The poorest half of the world’s population – 3.5 billion people – is responsible for just 10 per cent of climate change pollution, despite being the most threatened by the catastrophic storms, droughts, and other severe weather shocks linked to climate change.
Who’s making all the climate pollution?
The poorest half of the world’s population – 3.5 billion people – is responsible for just 10 per cent of climate change pollution, despite being the most threatened by the catastrophic storms, droughts, and other severe weather shocks linked to climate change. These are the findings of a new Oxfam report, released during the ongoing climate talks in Paris, which also shows the world’s richest 10 per cent produce around half of all emissions.
The Oxfam report, “Extreme Carbon Inequality,” provides new estimates of the lifestyle consumption emissions of rich and poor citizens in different countries. While negotiators might be working to reach an agreement based on the total emissions produced by their respective countries, this analysis helps dispel the myth that citizens in rapidly developing countries are somehow most to blame for climate change. While emissions are rising fastest in developing countries, much of this is for the production of goods consumed in other countries, meaning that the emissions associated with the lifestyle of the vast majority of their citizens are still far lower than their counterparts in developed countries.
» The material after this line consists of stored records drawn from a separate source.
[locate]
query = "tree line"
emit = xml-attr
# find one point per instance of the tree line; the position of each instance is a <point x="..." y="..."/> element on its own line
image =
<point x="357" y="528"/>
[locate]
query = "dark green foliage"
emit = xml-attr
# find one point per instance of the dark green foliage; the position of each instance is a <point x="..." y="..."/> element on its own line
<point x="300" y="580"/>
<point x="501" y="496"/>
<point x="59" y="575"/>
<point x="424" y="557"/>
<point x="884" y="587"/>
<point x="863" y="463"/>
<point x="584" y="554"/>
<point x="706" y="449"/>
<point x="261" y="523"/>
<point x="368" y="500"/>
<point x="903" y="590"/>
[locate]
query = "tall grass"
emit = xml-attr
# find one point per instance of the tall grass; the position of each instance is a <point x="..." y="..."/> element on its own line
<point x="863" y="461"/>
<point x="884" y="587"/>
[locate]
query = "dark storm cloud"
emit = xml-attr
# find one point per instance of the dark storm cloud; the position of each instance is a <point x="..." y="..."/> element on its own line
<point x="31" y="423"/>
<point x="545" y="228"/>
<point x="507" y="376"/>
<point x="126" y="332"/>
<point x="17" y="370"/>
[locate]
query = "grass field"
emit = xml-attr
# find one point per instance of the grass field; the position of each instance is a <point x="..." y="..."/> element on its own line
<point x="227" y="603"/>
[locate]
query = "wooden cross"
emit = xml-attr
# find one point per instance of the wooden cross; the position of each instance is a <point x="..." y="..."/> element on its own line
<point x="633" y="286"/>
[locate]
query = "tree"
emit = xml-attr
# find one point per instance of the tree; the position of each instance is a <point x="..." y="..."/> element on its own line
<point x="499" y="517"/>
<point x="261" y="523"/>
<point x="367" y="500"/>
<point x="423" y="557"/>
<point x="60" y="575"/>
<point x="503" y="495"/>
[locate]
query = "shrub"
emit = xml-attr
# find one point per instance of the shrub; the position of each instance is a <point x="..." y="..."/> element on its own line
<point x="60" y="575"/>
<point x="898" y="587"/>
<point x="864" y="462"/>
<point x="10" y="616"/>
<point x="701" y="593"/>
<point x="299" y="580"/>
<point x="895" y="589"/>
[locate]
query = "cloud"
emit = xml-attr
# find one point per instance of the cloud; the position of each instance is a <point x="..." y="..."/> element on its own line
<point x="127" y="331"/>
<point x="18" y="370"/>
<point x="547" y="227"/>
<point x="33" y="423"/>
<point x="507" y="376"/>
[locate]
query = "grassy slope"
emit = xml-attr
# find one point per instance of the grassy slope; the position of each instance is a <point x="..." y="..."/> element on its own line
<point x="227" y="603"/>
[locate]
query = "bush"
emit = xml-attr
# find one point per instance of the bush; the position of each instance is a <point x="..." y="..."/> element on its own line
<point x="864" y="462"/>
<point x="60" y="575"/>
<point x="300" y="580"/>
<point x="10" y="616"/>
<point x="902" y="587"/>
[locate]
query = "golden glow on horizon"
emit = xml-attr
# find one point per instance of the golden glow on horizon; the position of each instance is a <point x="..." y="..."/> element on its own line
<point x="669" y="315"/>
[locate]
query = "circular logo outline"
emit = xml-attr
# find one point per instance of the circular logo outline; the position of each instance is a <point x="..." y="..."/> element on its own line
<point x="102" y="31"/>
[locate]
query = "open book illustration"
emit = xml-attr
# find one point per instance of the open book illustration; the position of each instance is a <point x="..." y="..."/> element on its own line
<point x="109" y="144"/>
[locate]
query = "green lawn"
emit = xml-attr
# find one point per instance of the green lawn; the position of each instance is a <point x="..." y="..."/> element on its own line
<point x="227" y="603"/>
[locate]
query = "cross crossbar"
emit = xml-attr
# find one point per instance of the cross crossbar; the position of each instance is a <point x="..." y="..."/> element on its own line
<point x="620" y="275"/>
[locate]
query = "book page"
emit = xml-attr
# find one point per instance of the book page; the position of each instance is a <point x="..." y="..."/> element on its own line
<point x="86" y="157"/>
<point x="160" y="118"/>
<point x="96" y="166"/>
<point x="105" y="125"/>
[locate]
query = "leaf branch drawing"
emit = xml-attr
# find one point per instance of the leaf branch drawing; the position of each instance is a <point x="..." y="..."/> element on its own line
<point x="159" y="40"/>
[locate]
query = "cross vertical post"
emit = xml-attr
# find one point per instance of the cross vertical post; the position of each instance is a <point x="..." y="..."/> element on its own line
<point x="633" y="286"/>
Oxfam New Zealand’s Executive Director, Rachael Le Mesurier, said: “Climate change and economic inequality are inextricably linked and together pose one of the greatest challenges of the 21st century. Paris must be the start of building a more human economy for all – not just for the ‘haves,’ the richest and highest emitters, but also the ‘have-nots,’ the poorest people who are the least responsible for and most vulnerable to climate change, including our Pacific neighbours.”
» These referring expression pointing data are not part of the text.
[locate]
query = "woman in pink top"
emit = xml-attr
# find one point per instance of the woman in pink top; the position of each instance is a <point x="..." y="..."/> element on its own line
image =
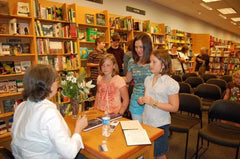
<point x="112" y="93"/>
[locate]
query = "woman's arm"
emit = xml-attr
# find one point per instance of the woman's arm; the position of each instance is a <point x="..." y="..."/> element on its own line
<point x="171" y="106"/>
<point x="128" y="77"/>
<point x="125" y="99"/>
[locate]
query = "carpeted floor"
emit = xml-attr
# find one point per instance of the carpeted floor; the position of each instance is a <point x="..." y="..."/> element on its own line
<point x="177" y="146"/>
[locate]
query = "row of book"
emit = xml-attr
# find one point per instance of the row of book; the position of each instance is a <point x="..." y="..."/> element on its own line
<point x="14" y="48"/>
<point x="48" y="46"/>
<point x="11" y="86"/>
<point x="12" y="67"/>
<point x="14" y="27"/>
<point x="61" y="62"/>
<point x="55" y="29"/>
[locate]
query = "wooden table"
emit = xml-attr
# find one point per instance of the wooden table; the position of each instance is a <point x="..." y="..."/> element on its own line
<point x="116" y="143"/>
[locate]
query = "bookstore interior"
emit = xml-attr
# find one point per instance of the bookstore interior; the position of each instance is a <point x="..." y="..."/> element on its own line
<point x="62" y="35"/>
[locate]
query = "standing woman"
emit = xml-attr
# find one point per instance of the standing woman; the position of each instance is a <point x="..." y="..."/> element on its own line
<point x="138" y="70"/>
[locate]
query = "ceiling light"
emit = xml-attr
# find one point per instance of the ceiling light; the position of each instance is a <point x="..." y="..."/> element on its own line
<point x="222" y="16"/>
<point x="233" y="23"/>
<point x="207" y="1"/>
<point x="205" y="6"/>
<point x="237" y="19"/>
<point x="227" y="11"/>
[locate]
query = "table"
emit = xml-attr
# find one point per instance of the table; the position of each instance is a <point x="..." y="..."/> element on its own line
<point x="116" y="143"/>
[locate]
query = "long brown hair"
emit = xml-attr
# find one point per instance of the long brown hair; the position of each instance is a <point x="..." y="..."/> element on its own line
<point x="147" y="48"/>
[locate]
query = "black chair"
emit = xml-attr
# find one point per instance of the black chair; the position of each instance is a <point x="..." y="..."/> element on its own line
<point x="189" y="74"/>
<point x="208" y="94"/>
<point x="185" y="88"/>
<point x="177" y="78"/>
<point x="194" y="81"/>
<point x="5" y="153"/>
<point x="189" y="115"/>
<point x="220" y="133"/>
<point x="227" y="78"/>
<point x="220" y="82"/>
<point x="206" y="77"/>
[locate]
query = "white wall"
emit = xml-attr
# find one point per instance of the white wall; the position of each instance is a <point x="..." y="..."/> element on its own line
<point x="158" y="14"/>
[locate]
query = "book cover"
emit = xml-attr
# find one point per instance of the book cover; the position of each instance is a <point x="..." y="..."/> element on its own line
<point x="4" y="88"/>
<point x="4" y="7"/>
<point x="25" y="65"/>
<point x="17" y="67"/>
<point x="25" y="48"/>
<point x="13" y="26"/>
<point x="23" y="9"/>
<point x="23" y="28"/>
<point x="47" y="29"/>
<point x="4" y="27"/>
<point x="100" y="19"/>
<point x="89" y="19"/>
<point x="8" y="105"/>
<point x="12" y="86"/>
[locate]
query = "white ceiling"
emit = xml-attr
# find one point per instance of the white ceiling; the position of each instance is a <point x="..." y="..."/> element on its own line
<point x="194" y="9"/>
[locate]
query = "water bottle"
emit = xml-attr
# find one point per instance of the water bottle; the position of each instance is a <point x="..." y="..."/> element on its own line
<point x="106" y="125"/>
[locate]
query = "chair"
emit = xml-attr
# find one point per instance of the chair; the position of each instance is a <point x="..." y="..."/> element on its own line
<point x="5" y="153"/>
<point x="220" y="133"/>
<point x="227" y="78"/>
<point x="206" y="77"/>
<point x="177" y="78"/>
<point x="185" y="88"/>
<point x="208" y="94"/>
<point x="220" y="82"/>
<point x="189" y="115"/>
<point x="194" y="81"/>
<point x="189" y="74"/>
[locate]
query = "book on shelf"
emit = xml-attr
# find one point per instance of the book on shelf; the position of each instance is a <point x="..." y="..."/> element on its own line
<point x="4" y="27"/>
<point x="23" y="28"/>
<point x="25" y="65"/>
<point x="13" y="26"/>
<point x="23" y="9"/>
<point x="4" y="7"/>
<point x="100" y="19"/>
<point x="8" y="105"/>
<point x="134" y="133"/>
<point x="89" y="19"/>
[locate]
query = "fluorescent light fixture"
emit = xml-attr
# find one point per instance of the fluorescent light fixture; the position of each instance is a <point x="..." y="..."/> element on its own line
<point x="205" y="6"/>
<point x="222" y="16"/>
<point x="208" y="1"/>
<point x="233" y="23"/>
<point x="227" y="11"/>
<point x="236" y="19"/>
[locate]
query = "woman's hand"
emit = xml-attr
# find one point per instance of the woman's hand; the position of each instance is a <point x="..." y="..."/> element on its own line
<point x="81" y="123"/>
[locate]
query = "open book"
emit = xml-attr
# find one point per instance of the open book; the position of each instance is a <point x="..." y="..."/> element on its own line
<point x="134" y="133"/>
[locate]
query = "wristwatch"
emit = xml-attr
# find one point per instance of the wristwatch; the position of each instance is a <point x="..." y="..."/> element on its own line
<point x="155" y="104"/>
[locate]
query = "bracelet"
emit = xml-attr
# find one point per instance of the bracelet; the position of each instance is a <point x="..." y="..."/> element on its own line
<point x="155" y="104"/>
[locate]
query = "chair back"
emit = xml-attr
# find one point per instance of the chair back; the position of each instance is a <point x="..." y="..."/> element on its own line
<point x="185" y="88"/>
<point x="208" y="91"/>
<point x="227" y="78"/>
<point x="219" y="82"/>
<point x="189" y="74"/>
<point x="206" y="77"/>
<point x="194" y="81"/>
<point x="225" y="110"/>
<point x="177" y="78"/>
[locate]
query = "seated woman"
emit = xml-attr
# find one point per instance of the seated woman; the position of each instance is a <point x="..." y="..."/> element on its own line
<point x="39" y="130"/>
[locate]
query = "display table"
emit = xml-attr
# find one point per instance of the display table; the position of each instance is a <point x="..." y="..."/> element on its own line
<point x="117" y="147"/>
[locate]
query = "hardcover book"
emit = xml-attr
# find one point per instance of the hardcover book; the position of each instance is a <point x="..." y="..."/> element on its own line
<point x="23" y="9"/>
<point x="100" y="19"/>
<point x="89" y="19"/>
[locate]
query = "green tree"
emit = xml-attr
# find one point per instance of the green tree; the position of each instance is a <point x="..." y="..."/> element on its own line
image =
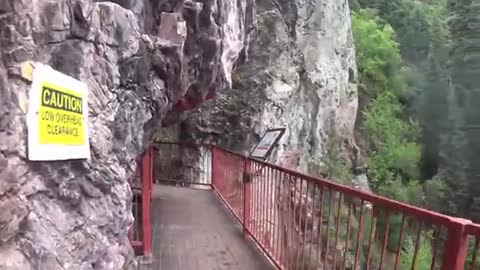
<point x="462" y="144"/>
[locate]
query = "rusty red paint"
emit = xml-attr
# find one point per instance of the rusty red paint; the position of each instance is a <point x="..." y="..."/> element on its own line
<point x="276" y="198"/>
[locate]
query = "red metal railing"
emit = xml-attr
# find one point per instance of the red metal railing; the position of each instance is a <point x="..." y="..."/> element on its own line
<point x="182" y="164"/>
<point x="306" y="223"/>
<point x="141" y="185"/>
<point x="302" y="222"/>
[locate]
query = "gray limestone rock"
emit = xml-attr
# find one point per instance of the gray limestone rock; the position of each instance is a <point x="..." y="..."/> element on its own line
<point x="138" y="58"/>
<point x="301" y="75"/>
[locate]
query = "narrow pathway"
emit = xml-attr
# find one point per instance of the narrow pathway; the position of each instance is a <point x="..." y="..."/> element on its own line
<point x="193" y="230"/>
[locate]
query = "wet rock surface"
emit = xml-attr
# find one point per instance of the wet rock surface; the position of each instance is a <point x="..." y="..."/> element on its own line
<point x="301" y="75"/>
<point x="138" y="58"/>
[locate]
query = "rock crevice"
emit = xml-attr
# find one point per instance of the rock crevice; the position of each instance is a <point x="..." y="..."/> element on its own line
<point x="139" y="58"/>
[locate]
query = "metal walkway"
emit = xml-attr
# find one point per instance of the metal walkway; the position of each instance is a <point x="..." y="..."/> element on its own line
<point x="193" y="230"/>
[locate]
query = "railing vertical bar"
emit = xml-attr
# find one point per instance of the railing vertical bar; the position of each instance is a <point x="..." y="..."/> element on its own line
<point x="258" y="209"/>
<point x="337" y="229"/>
<point x="278" y="192"/>
<point x="294" y="227"/>
<point x="262" y="206"/>
<point x="291" y="214"/>
<point x="281" y="204"/>
<point x="359" y="236"/>
<point x="371" y="237"/>
<point x="385" y="238"/>
<point x="400" y="239"/>
<point x="436" y="233"/>
<point x="347" y="236"/>
<point x="327" y="244"/>
<point x="310" y="257"/>
<point x="319" y="234"/>
<point x="475" y="251"/>
<point x="269" y="208"/>
<point x="304" y="215"/>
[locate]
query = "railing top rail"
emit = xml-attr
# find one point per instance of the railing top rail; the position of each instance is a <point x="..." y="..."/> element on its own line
<point x="378" y="200"/>
<point x="472" y="229"/>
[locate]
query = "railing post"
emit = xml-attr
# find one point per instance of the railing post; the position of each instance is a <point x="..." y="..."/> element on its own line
<point x="147" y="177"/>
<point x="247" y="186"/>
<point x="213" y="173"/>
<point x="456" y="246"/>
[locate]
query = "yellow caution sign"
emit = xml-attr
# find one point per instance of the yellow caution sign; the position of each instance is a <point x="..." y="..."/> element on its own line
<point x="60" y="116"/>
<point x="57" y="116"/>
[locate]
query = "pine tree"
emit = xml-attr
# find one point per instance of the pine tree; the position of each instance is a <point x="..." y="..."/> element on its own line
<point x="463" y="142"/>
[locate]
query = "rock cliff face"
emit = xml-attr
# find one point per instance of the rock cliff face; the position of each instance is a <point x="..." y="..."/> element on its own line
<point x="139" y="58"/>
<point x="301" y="75"/>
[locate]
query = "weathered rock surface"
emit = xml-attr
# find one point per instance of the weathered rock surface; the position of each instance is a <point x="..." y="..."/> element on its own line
<point x="301" y="75"/>
<point x="138" y="58"/>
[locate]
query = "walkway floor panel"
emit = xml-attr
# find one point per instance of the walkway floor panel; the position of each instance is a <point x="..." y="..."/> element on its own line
<point x="192" y="230"/>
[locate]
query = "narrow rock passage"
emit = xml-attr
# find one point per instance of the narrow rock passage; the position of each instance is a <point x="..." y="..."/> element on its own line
<point x="193" y="230"/>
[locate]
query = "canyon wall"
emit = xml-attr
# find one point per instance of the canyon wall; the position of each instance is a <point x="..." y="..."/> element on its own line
<point x="300" y="74"/>
<point x="139" y="58"/>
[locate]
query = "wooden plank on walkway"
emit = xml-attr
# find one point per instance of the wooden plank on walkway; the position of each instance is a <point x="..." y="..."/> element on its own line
<point x="193" y="230"/>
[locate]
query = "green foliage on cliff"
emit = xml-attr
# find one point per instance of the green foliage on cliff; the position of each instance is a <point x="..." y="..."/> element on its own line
<point x="392" y="153"/>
According to the New Zealand Ministry for the Environment, the average New Zealander produces 16.6 tonnes of CO2-equivalent per year, making us the 5th worst polluters in the OECD. To put that in perspective, the average Indian produces 1.7 tonnes of CO2 per year.
Carbon inequality exists within countries as well
The report makes clear the extent of this inequality in emissions responsibility – globally, within and between countries. For example:
- Someone in the richest one per cent of the world’s population uses 175 times more carbon on average than someone from the bottom 10 per cent.
- Someone in the richest 10 per cent of citizens in India uses on average just one quarter of the carbon of someone in the poorest half of the population of the United States.
- The emissions of someone in the poorest half of the Indian population are on average just one-twentieth those of someone in the poorest half of the US population.
- The total emissions of the poorest half of the population of China, around 600 million people, are only one-third of the total emissions of the richest 10 per cent in the US, some 30 million people.
“Rich, high emitters should be held accountable for their emissions, no matter where they live. But it’s easy to forget that rapidly developing economies are also home to the majority of the world’s very poorest people and while they have to do their fair share, it is rich countries that should still lead the way,” said Le Mesurier.
According to the report, the only people who benefit from the status quo and who stand to gain from a weak deal in Paris is a select group of billionaires, who have made many of their fortunes in the fossil fuel industry. Tackling the economic inequality that these “carbon barons” thrive on is critical both to ending extreme poverty and fighting climate change.
The report is endorsed by Lucas Chancel and Thomas Piketty, co-authors of Carbon and Inequality from Kyoto to Paris, of the Paris School of Economics, and Mary Robinson, President of the Mary Robinson Foundation – Climate Justice.
As a recent World Bank report showed, the poorest are often the most vulnerable and least prepared to cope with the effects of climate change, regardless of national borders. Women, especially those in rural communities, are most at risk, since they often depend on agriculture and have few other opportunities to make a living.
“Extreme carbon inequality has to be capped. Any deal must keep alive the possibility of holding global warming at 1.5 degrees Celsius, and provide a major boost in funding to help the poorest and most vulnerable communities adapt to climate change,” Le Mesurier continued.
Oxfam is also calling for the Paris deal to recognise the need to address loss and damage from the effects of climate change to which it is not possible to adapt – a particularly important point for low-lying island nations – as well as ensure that all climate projects and actions respect human rights and gender equality.